Published by Devil’s Due


Horror teaches us grim, sometimes harsh, lessons. Don’t investigate strange noises. Avoid picking up hitchhikers. Menstruation’s bad. And, sequels get sloppier the higher in number they go. Look no further than the slasher category for this verity. Michael Myers? He became the bitch of some cult in the Halloween franchise. And Voorhees? Reduced to infancy in a pool of sludge beneath the streets of New York; and two movies later was thrown into space! What?! The same rule applies to horror comics too. That’s right, they’re not immune to the curse, kiddo. I won’t name names, but with so many horror titles out there you can throw an axe and easily hit one series that’s on the decline.

Hack/Slash, I’ll tell ya, ain’t one of those titles.

Entering its third 48-page special (after far too long a wait and Girls Gone Dead), Hack/Slash: Comic Book Carnage is sloppy. In fact, it’s probably the sloppiest Cassie Hack adventure we’ve seen from Tim Seeley since his slasher-huntin’ gal made her introduction to horror fans in Euthanized – it’s sloppy in the grue quotient not quality, of course, with hacked heads, fiendish imps and dead comic book celebrities galore! And we all love them fiendish imps, right? This time Cassie and Vlad are drawn to the Whizzer World Con in Philadelphia where the founders of Young Buck Entertainment (?!) – Steve Niles (30 Days of Night), Skottie Young (Venom), Robert Kirkman (The Walking Dead) and Messy Stench (MessyStench.com) – are in the process of relaunching an old pulp superhero with a darker edge. Fanboys being fanboys, not everyone’s too hip to the idea. The body count begins with Niles’ demise ala Janet Leigh, but can Cassie stop his killer before each member of the Young Buck team fall under the knife?

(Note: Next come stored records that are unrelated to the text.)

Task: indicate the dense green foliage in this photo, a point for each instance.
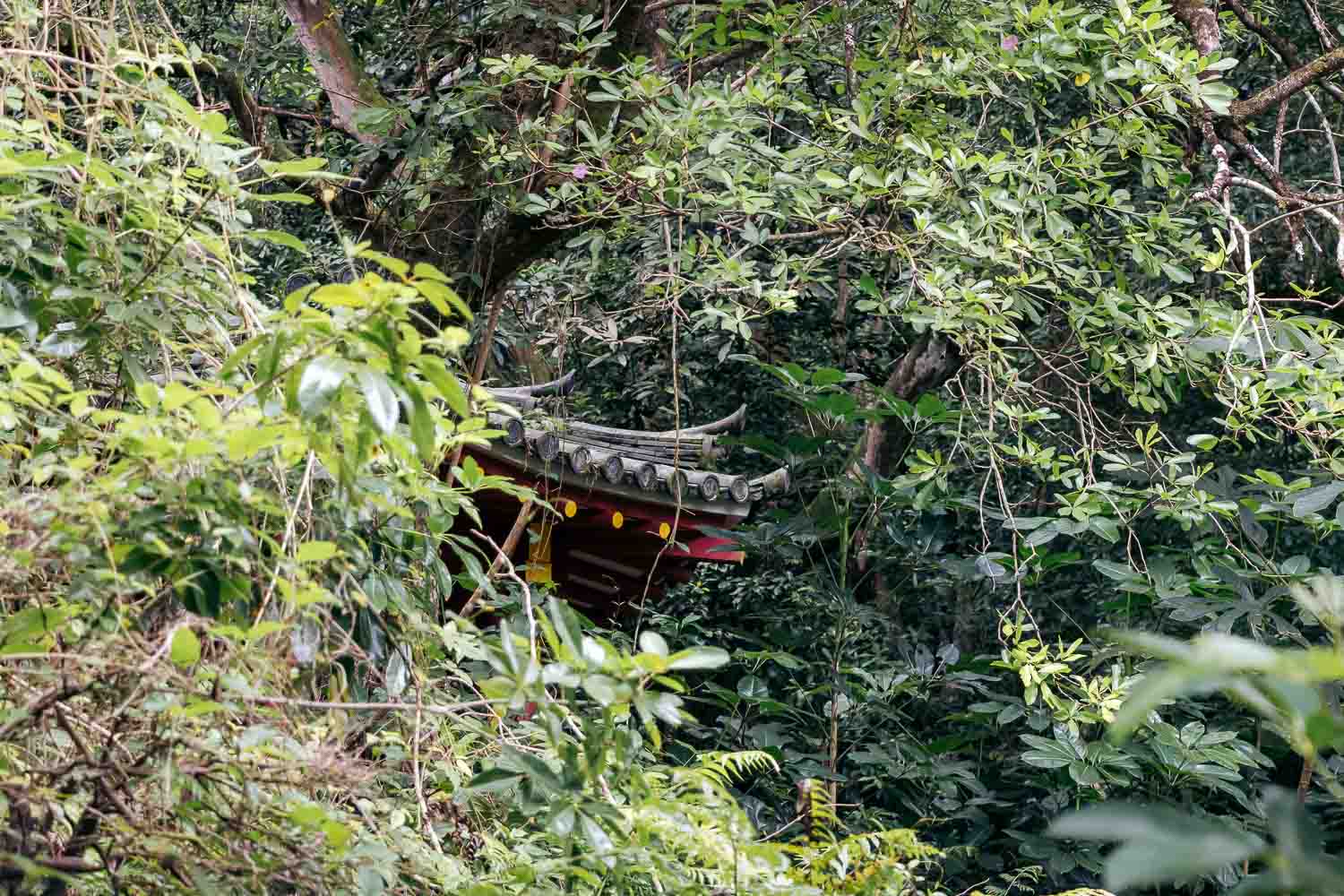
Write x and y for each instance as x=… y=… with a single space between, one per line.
x=1037 y=301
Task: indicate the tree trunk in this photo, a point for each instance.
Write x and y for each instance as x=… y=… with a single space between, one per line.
x=333 y=61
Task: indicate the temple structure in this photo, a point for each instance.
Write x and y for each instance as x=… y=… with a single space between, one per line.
x=634 y=509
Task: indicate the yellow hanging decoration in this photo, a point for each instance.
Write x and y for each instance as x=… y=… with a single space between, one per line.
x=539 y=554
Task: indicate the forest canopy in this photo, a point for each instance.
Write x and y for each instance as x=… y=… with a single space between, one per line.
x=1035 y=304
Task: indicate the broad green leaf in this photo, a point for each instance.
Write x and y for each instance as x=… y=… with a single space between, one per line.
x=379 y=398
x=1316 y=498
x=314 y=551
x=320 y=381
x=699 y=659
x=185 y=648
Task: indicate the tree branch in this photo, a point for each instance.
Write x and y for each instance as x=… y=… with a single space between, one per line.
x=1285 y=50
x=1295 y=82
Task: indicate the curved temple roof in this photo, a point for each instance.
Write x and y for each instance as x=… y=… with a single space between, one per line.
x=634 y=508
x=675 y=468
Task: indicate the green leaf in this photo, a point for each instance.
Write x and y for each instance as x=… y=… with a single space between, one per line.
x=1160 y=845
x=827 y=376
x=379 y=398
x=339 y=296
x=314 y=551
x=185 y=648
x=422 y=426
x=653 y=642
x=699 y=659
x=753 y=688
x=495 y=780
x=1316 y=500
x=445 y=383
x=320 y=381
x=280 y=238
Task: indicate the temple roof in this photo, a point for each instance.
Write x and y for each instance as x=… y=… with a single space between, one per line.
x=675 y=468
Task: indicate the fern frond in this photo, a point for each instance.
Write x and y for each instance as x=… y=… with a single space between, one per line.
x=728 y=767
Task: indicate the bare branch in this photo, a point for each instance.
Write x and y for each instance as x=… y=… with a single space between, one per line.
x=1296 y=81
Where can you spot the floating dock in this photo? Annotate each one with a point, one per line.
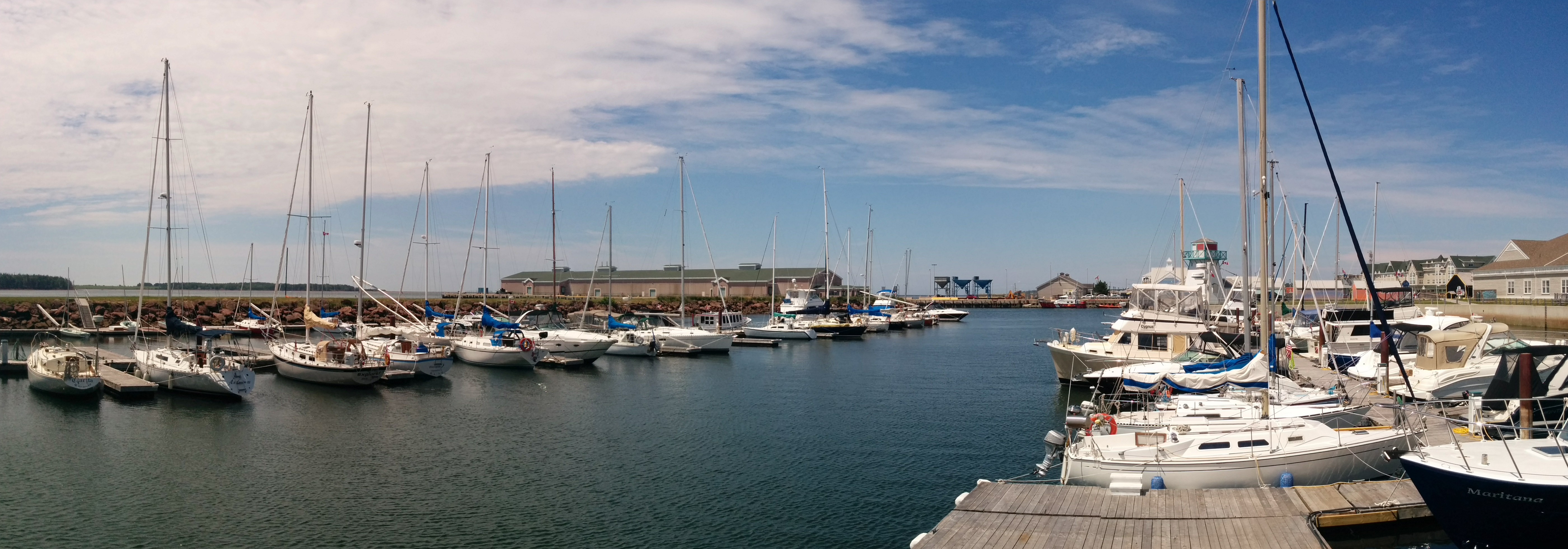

Any time you get a writer (and this is no groundbreaking revelation) setting his or her story in a world he or she truly knows, there’s nothing but great results to be had. Seeley has a ball pushing his heroine through the geek scene, an environment he – and I’m sure all of us – is probably familiar with all too well. The convention circuit is one that invites all sorts of freaks to come along for a ride, and in Comic Book Carnage you literally get an introduction to them all, from the 30 Days of Night-quoting Internet fiend to those lonely fellas out there who need to have a snapshot taken of them with every hot chick who wouldn’t normally give them the time of day if they weren’t getting paid to be there. Cassie’s reactions to her surroundings are priceless and Seeley sheds another layer of the innocently simple, but curiously complex, mind of Vlad as we witness the lovable brute connecting with Kirkman over some childhood similarities. In-jokes, homages and other sight gags pack each page (Cassie’s Death By Boobjob 2 viewing experience breakdown is a good ‘un) not leaving us much breathing room to gain heavy insight into the minds of our leads. When the moments come – whether it’s when Cassie’s in the tub (ahem, thank you) or after she’s almost being strangled by entrails – they’re often bittersweet and reflective enough to keep us satisfied until the next issue.

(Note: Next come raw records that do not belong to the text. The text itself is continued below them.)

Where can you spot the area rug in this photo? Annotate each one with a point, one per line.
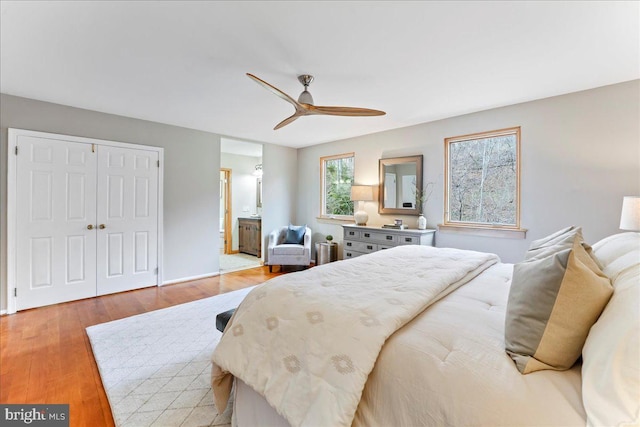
(156, 367)
(235, 262)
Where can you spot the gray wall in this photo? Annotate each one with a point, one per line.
(580, 155)
(191, 190)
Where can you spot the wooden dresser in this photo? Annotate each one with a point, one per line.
(250, 236)
(358, 240)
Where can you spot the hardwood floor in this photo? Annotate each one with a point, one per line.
(46, 357)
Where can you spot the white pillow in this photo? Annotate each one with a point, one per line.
(611, 354)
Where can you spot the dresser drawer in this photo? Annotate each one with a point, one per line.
(360, 246)
(352, 234)
(408, 240)
(351, 254)
(379, 237)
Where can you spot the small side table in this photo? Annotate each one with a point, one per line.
(326, 252)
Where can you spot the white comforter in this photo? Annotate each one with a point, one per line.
(308, 341)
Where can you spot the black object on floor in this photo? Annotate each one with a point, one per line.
(223, 318)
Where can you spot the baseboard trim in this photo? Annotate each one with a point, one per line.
(188, 279)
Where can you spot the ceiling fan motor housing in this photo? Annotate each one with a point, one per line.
(305, 97)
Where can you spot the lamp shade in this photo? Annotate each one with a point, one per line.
(630, 218)
(362, 193)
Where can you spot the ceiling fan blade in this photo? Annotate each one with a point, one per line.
(287, 121)
(343, 111)
(275, 90)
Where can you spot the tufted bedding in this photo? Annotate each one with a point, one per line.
(447, 366)
(308, 341)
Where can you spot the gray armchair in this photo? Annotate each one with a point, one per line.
(280, 253)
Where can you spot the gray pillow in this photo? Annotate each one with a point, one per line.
(553, 302)
(295, 234)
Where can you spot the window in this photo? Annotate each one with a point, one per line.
(482, 180)
(336, 178)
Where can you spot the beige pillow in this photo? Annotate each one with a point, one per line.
(553, 302)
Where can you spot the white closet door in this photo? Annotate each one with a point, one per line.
(55, 203)
(128, 211)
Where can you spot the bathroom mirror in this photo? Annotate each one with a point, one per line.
(400, 180)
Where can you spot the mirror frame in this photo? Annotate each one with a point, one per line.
(398, 161)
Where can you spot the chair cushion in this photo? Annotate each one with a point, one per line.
(287, 249)
(295, 234)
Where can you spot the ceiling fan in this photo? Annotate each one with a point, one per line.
(304, 105)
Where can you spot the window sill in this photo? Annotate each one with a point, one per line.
(335, 219)
(509, 233)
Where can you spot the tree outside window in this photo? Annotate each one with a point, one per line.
(483, 179)
(337, 178)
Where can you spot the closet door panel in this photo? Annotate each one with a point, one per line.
(55, 205)
(128, 210)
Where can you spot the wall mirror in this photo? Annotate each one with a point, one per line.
(400, 180)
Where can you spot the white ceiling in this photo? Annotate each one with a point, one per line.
(184, 63)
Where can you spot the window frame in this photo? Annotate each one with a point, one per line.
(503, 230)
(323, 196)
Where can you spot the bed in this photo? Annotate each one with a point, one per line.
(442, 363)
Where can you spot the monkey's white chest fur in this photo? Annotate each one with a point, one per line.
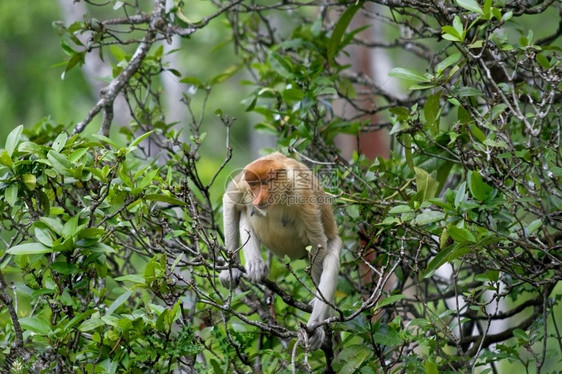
(285, 234)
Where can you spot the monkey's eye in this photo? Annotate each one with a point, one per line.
(253, 184)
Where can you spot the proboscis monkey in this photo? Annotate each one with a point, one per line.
(278, 202)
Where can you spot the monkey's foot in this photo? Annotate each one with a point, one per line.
(230, 278)
(256, 270)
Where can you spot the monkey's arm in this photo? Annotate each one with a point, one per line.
(237, 229)
(326, 289)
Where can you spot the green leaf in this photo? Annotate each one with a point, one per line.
(408, 74)
(390, 300)
(53, 223)
(11, 194)
(452, 59)
(533, 226)
(5, 159)
(91, 324)
(29, 181)
(137, 141)
(426, 185)
(164, 199)
(229, 72)
(147, 179)
(32, 148)
(390, 338)
(29, 249)
(13, 139)
(467, 92)
(65, 268)
(352, 357)
(450, 33)
(457, 24)
(91, 233)
(339, 30)
(521, 335)
(43, 235)
(471, 5)
(460, 195)
(60, 142)
(118, 302)
(135, 278)
(429, 216)
(60, 163)
(431, 367)
(448, 254)
(461, 235)
(400, 209)
(478, 188)
(431, 109)
(280, 65)
(38, 325)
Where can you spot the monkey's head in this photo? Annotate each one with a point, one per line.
(266, 181)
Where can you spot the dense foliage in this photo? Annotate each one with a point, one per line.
(452, 261)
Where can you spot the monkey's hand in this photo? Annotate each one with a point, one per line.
(316, 337)
(256, 270)
(230, 278)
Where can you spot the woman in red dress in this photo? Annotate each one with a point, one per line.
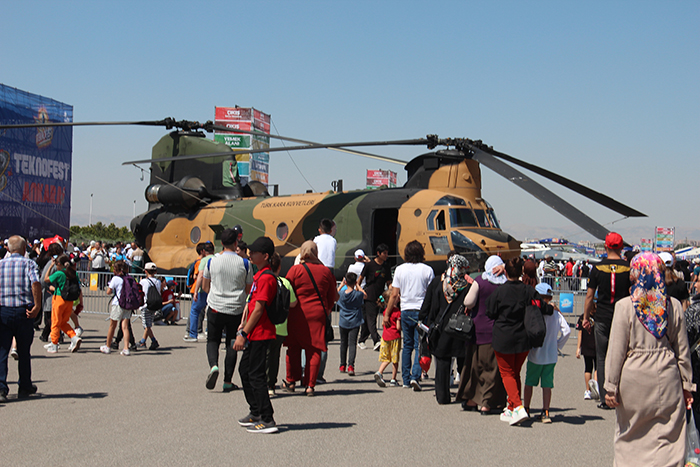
(307, 321)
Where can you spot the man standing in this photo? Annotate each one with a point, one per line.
(376, 275)
(611, 278)
(20, 302)
(255, 337)
(411, 280)
(225, 280)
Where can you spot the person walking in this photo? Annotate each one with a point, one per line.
(411, 280)
(611, 280)
(226, 280)
(20, 303)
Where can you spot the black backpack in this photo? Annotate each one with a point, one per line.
(71, 289)
(278, 310)
(154, 301)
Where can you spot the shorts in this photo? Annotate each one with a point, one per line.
(389, 351)
(147, 318)
(535, 373)
(118, 313)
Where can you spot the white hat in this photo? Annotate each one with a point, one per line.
(667, 258)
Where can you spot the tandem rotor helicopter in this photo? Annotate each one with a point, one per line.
(193, 196)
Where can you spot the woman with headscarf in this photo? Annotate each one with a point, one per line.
(316, 293)
(481, 387)
(445, 294)
(648, 376)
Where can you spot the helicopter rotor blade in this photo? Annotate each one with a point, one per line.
(340, 146)
(593, 195)
(540, 192)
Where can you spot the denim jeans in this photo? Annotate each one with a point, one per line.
(14, 323)
(411, 344)
(196, 310)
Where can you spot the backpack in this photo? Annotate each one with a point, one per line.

It goes without saying that Federica Manfredi – who cut her teeth on Hack/Slash in Girls Gone Dead – continues to make my jaw drop in the art department. Her strength lies in the eyes; she’s also pretty damn fine at making the blood spill, which there is a lot of and will appease the gorehounds. I get the feeling, though, we’re in for a freakin’ massacre when Evil Ernie and Cassie cross paths in June.

If you haven’t discovered Hack/Slash yet, there’s no stranger, more hilarious, more macabre place to start than with Comic Book Carnage (other than busting your ass to get the first two issues). It’s a sequel worthy of attention and we all know in this genre that’s a rarity and an achievement in and of itself.